Experience Charleston Classics at Revival

By:Libby Wiersema

Date:8/22/2018

“Study the past if you would define the future.”

This ancient ingot of Confucius wisdom gets modern expression at Revival, where dishes from Charleston’s culinary past are being redefined for generations of diners, old and new. Chef Forrest Parker, a South Carolina Chef Ambassador in 2016 and devoted student of local food history, shepherds his knowledge through time’s crawl space and emerges into the present with the bones of classic dishes intact, yet wearing a few nouveau embellishments.
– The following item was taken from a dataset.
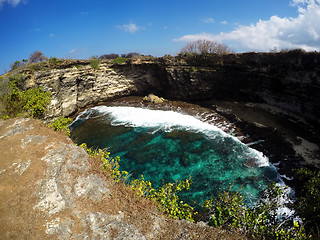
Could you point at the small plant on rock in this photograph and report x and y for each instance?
(61, 124)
Reviving these classics while balancing nostalgic and contemporary touches is a tough gig, but Parker aims to be master of the challenge.

Revival, which opened in June 2018 at the Vendue Inn, has a relaxed, yet refined vibe and a staff that has done its homework. Ask your server anything about an ingredient and you’ll get the full rundown on origin, uses and unique qualities. Parker and local farmers work together to bring heirloom foods like Jimmy Red Grits, Bradford Watermelons, the African Runner Peanut and Nostrale rice to the table. You can also get a bit of a history lesson on the dishes themselves.
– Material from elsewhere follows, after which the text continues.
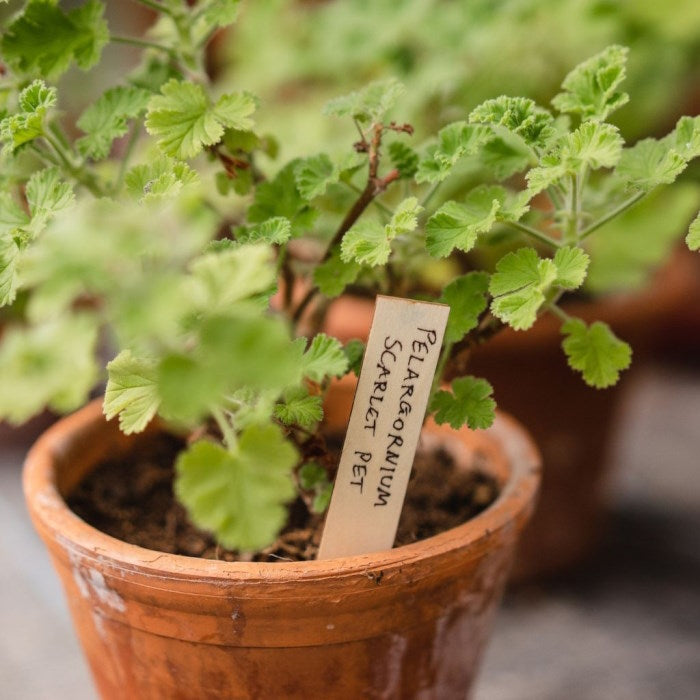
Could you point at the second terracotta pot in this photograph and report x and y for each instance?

For example, diners learn the She Crab Soup is based on the original recipe of William Deas, an African-American chef who worked in Charleston in the early 1900s. True to its roots, Parker’s version sinks lump crab into a silky cream broth that is lightly seasoned and stippled with sherry and glossy orange crab roe for a bit of tang.

A familiar Charleston rice dish is another classic honored with a place on Parker’s menu. His Lowcountry Pirlou is built on a foundation of one of South Carolina’s most heralded heritage foods: Carolina Gold Rice. Parker nudges the light sweetness of the rice toward nuttiness by cooking it, pancake-style, until it has a toasty bottom – a tender-crisp disc that holds up beneath a mound of fresh lobster, crab and shrimp.

Another offering that falls into the “local legend” food category is the Crumb Fried Seafood, in which flounder, shrimp and oysters hit the fryer dressed in the signature cracker-crumb coating of the former Edisto Motel. It’s a dish that tugs the brain-strings of locals and lures lovers of fresh fried seafood, too.

The cocktail menu hits all the right spots. If you require an antidote to the Charleston heat, try the Blushing Beauty – vodka, fresh watermelon, lemon, mint and Champagne – or the Revival Julep, spiked with the traditional mint and a surprise hint of peaches that deepens the Southern flavors of this regional classic.